Konstitusi RIS sendiri jika di telaah, sangat sulit untuk dikatakan sebagai konstitusi yang
menampung aspirasi hukum islam. Mukaddimah konstitusi ini misalnya, sama sekali tidak
menegaskan posisi hukum islam sebagaimana rancangan UUD 1945 yang disepakati oleh
BPUPKI. Demikian pula dengan batang tubuhnya, yang bahkan dipengaruhi oleh faham liberal
yang berkembang di Amerika dan Eropa Barat, serta rumusan Deklarasi HAM versi PBBNamun
saat negara bagian RIS pada awal tahun 1950 hanya tersisa tiga negara saja RI, negara sumatera
timur, dan negara indonesia timur, salah seorang tokoh umat islam, muhammad nasir,
mengajukan apa yang kemudian di kenal sebagai Mosi Integral Natsir sebagai upaya untuk
melebur ketiga negara bagian tersebut. Akhirnya pada tanggal 19 mei 1950 semuanya sepakat
membentuk kembali negara kesatuan republik Indonesia berdasarkan proklamasi 1945 Dan
dengan demikian konstitusi RIS dinyatakan tidak berlaku digantikan dengan UUD sementara
1950. Akan tetapi jika dikaitkan dengan hukum islam, perubahan ini tidaklah membawa dampak
yang signifikan. Sebab ketidakjelasan posisinya masih ditemukan, baik dalam Mukadimah
maupun batang tubuh UUD sementara 1950, kecuali pada pasal 34 yang rumusannya sama
dengan pasal 29 UUD 1945, bahwa negara berdasar ketuhanan yang maha esa dan jaminan
negara terhadap kebebasan setiap penduduk menjalankan agamanya masing-masing. Juga pada
pasal 43 yang menunjukkan keterlibatan negara
dalam urusan - urusan keagamaan. Kelebihan lain dari UUD sementara 1950 ini adalah
terbukanya peluang untuk merumuskan hukum islam dalam wujud peraturan dan undang
undang. Peluang ini ditemukan dalam ketentuan pasal 102 UUD sementara 1950. Peluang ini
pun sempat di manfaatkan oleh wakil-wakil umat islam saat mengajukan rancangan undang-
undang tentang perkawinan umat islam pada tahun 1954. Meskipun upaya ini kemudian gagal
akibat hadangan kaum nasionalis yang juga mengajukan rancangan undang-undang perkawinan
nasional. Dan setelah itu, semua tokoh politik kemudian nyaris tidak lagi memikirkan pembuatan
materi undang undangan baru, karena konsentrasi mereka tertuju pada bagaimana mengganti
UUDS sementara 1950 itu dengan undang-undang yang bersifat tetap.Perjuangan mengganti
UUD sementara itu kemudian diwujudkan dalam pemilihan umum untuk memilih dan
membentuk majelis konstituante pada akhir tahun 1955, Majelis yang terdiri dari 514 orang itu
kemudian di lantik oleh presiden soekarno pada 10 november 1956. Namun delapan bulan
sebelum batas akhir masa kerjanya, majlis ini dibubarkan melalui dekrit presiden yang
dikeluarkan pada tanggal 5 juli 1959. Hari penting terkait dengan hukum islam dalam peristiwa
dekrit ini adalah konsiderannya yang menyatakan bahwa piagam jakarta tertanggal 22 juni
menjiwai UUD 1945 dan merupakan suatu kesatuan dengan konstitusi tersebut. Hal ini tentu saja
mengangkat dan memperjelas posisi hukum islam dalam UUD. Akan tetapi dalam tataran
aplikasinya faktor politik penentu utama dalam hal ini.
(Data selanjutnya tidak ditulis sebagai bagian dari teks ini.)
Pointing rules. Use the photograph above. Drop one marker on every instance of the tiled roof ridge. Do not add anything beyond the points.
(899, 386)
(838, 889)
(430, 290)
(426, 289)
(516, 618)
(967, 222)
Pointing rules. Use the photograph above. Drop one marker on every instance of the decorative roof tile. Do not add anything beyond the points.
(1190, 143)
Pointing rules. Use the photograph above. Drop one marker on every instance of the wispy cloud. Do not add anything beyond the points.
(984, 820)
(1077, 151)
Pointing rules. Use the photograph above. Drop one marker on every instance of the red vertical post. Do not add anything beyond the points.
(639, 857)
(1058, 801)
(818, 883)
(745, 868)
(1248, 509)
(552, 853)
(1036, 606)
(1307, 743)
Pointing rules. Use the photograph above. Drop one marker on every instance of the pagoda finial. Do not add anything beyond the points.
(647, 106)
Hal lain yang patut di catat di sini adalah terjadinya beberapa pemberontakan yang di antaranya
bernuansakan islam dalam fase ini v paling fenomenal adalah gerakan DI/TII yang dipelopori
oleh Kartosuwiryo sesungguhnya telah memproklamirkan negar islamnya pada tanggal 14
agustus 1945, atau dua hari sebelum proklamasi kemerdekaan indonesia pada 17 agustus 1945.
Namun ia melepaskan aspirasinya untuk kemudian bergabung dengan republik indonesia. Tetapi
ketika kontrol RI terhadap wilayahnya semakin merosot akibat agresi belanda, terutama setelh
diproklamirkan berdirinya negara islam indonesia pada tahun 1948. Namun pemicu konflik yang
berakhir di tahun 1962 dan mencatat 25.000 korban tewas tersebut.